Here are some specifics you may not have realized about how your job might be making you unhealthy:
I was shocked to find out that more than 80 percent of Americans sit all day at work. And who knew that sitting for long periods of time can actually lead to an early death? People who sit too much are at a higher risk of developing muscular skeletal disorders, heart disease, diabetes, obesity, and cancer.
Are you up and out the door in the morning with nothing more than a cup of coffee? Just keep in mind that skipping breakfast is stressful on your body. And if you eat fast food for lunch, you are really increasing your risk of getting high blood pressure and developing heart disease.

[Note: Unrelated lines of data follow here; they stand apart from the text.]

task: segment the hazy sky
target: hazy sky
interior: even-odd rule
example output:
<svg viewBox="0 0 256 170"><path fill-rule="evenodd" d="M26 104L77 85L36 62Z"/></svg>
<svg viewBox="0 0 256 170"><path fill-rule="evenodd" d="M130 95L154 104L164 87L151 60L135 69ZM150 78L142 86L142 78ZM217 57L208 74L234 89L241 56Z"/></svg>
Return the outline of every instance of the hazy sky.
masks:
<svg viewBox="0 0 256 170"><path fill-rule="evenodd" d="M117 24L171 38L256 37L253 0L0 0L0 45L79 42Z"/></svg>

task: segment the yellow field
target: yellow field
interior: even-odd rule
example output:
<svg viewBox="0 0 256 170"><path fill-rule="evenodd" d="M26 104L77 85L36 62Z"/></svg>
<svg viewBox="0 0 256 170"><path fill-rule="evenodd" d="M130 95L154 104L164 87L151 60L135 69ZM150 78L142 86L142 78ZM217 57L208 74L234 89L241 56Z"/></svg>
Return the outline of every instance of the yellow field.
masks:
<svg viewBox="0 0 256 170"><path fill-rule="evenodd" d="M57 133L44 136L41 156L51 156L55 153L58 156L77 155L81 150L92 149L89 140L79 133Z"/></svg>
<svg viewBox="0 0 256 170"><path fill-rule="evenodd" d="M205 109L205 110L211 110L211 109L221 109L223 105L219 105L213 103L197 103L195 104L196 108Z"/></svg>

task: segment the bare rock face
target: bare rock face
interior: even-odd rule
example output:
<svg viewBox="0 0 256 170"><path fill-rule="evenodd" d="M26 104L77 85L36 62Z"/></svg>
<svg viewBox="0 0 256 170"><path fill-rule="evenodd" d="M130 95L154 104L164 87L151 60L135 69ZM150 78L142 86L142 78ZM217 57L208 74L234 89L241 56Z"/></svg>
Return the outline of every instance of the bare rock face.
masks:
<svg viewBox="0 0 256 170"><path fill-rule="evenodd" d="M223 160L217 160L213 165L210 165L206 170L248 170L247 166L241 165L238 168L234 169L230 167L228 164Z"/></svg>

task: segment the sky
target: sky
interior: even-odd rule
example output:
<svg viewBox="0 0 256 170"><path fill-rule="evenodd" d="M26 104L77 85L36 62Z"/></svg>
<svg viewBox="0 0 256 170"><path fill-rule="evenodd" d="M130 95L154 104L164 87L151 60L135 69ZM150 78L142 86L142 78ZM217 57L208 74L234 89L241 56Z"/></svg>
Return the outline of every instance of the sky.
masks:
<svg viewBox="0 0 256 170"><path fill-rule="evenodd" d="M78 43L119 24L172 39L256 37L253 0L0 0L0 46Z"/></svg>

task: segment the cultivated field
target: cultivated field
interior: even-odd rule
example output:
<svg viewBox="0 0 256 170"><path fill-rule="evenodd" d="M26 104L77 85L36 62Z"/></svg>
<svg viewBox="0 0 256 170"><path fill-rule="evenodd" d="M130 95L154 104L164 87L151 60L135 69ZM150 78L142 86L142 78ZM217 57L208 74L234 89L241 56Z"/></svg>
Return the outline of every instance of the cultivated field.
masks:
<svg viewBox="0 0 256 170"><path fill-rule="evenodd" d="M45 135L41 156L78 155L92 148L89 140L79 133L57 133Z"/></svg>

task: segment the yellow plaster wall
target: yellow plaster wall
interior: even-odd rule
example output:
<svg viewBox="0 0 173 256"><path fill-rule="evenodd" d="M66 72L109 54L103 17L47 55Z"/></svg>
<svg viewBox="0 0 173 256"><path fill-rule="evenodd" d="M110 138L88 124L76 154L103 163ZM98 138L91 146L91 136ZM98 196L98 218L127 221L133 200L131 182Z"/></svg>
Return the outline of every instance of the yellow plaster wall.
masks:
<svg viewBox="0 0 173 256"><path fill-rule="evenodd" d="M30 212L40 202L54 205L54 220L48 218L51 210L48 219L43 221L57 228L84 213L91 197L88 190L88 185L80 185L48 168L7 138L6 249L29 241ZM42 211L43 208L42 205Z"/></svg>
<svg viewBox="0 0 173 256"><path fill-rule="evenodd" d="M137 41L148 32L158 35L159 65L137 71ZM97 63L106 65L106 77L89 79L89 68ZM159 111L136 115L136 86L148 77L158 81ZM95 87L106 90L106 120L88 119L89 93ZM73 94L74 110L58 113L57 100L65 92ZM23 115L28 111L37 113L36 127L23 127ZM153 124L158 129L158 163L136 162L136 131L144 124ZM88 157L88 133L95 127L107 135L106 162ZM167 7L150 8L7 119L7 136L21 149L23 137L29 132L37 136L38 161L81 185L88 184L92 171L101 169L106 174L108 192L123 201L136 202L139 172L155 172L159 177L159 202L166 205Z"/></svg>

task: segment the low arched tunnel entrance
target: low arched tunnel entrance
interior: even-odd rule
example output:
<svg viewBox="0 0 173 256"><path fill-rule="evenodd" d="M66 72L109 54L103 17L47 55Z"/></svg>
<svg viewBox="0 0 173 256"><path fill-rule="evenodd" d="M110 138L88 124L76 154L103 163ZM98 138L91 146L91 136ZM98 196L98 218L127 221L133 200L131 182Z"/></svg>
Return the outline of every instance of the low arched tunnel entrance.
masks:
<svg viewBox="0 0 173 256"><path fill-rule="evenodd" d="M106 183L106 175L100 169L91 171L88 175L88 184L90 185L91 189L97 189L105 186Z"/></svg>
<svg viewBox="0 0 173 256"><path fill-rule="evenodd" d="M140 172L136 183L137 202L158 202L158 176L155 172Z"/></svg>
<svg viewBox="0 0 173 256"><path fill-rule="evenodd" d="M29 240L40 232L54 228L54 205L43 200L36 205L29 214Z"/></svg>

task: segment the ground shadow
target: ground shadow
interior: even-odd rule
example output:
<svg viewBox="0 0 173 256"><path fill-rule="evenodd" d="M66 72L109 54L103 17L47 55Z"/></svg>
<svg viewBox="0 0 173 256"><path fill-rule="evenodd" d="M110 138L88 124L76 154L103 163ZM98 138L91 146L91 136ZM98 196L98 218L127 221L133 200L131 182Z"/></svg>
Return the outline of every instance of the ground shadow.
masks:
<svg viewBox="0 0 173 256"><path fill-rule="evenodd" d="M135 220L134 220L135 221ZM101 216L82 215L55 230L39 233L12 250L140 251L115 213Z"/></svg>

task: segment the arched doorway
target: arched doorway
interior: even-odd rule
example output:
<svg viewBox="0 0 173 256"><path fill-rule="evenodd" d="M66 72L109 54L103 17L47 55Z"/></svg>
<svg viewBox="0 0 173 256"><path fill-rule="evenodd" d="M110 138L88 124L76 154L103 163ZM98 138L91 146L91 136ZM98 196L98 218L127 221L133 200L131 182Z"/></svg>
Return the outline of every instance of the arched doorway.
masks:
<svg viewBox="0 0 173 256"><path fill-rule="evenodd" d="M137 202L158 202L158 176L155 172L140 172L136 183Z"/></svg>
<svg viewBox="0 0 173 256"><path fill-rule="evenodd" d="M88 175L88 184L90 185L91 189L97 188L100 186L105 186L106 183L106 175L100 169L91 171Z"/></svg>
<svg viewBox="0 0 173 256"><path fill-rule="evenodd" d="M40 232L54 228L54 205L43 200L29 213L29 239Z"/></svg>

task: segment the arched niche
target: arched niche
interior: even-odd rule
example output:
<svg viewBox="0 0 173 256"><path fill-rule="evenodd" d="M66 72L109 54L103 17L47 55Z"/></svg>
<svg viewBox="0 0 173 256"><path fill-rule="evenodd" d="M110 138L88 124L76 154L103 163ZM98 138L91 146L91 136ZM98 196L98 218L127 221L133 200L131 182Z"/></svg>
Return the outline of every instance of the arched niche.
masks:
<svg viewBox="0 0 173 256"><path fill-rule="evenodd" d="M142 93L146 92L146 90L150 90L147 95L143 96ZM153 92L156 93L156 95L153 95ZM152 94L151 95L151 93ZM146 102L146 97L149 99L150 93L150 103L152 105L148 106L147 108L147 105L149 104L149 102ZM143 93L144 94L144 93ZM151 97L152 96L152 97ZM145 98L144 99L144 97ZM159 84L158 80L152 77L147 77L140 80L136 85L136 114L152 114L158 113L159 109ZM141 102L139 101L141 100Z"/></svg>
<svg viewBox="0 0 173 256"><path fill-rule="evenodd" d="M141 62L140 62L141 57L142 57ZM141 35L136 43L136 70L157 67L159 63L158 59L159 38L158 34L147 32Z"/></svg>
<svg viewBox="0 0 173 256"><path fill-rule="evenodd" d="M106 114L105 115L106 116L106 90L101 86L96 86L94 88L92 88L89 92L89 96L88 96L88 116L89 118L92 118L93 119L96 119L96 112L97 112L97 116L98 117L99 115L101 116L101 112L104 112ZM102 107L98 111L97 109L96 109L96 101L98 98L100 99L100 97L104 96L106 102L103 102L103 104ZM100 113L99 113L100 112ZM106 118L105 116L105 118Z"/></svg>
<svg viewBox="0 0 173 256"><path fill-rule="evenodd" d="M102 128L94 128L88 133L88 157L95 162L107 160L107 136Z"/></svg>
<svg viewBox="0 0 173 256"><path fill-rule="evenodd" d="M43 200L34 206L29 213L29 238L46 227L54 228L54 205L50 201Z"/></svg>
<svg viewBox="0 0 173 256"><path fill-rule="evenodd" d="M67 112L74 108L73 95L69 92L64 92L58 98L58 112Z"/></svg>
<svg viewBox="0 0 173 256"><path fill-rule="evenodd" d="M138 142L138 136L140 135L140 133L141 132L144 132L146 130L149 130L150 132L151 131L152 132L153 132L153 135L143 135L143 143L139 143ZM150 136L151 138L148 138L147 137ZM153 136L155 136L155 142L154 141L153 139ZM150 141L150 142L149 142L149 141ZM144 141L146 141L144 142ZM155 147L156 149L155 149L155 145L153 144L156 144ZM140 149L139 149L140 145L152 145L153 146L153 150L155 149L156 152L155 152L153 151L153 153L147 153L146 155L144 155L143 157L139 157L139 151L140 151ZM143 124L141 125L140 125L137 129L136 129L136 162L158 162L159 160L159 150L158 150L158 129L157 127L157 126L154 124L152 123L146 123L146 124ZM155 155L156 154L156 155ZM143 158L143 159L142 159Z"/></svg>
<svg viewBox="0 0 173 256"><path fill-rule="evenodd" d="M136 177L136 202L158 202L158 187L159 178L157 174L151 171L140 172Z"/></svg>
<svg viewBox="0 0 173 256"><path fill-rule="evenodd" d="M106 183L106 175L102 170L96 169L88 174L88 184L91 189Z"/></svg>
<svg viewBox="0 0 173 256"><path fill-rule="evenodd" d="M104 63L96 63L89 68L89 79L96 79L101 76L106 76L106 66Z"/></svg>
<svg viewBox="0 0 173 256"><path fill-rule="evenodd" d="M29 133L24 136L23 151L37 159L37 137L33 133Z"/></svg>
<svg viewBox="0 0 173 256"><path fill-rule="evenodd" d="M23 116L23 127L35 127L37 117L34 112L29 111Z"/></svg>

We all have to do it, but breathing inside a building can expose us to a variety of unhealthy chemicals and gases. Any HVAC system spews toxic particles, mold, and bacteria into the air of a building. The Environmental Protection Agency even has a name for it: “sick building syndrome.”
If you’re like most Americans, you may well work more than 10 hours a day, which can ultimately lead to heart attack—as much as a 60 percent increase in risk. If you work odd hours, such as in the evenings, this puts you at greater risk of type 2 diabetes, heart disease, and cancer. Along these same lines, many people do not use their vacation time either, even though the average is a mere 10 days per year compared to a full month in many other countries.
Excessive amounts of typing—something to which most of us can relate—is a well-known reason many people develop carpal tunnel syndrome, a painful wrist strain with pain that radiates up the arm. It can be bad enough to permanently damage the nerve. Something else you may not have thought of is the danger of dirty keyboards, which are a breeding ground for nasty bacteria.
Being aware of how your job can be making you unhealthy can help you diminish some of the problems it can cause. Eating a healthy diet, getting up and moving during the day, taking plenty of breaks (including vacation), and sleeping enough are all common sense—if only we all had the sense to implement them!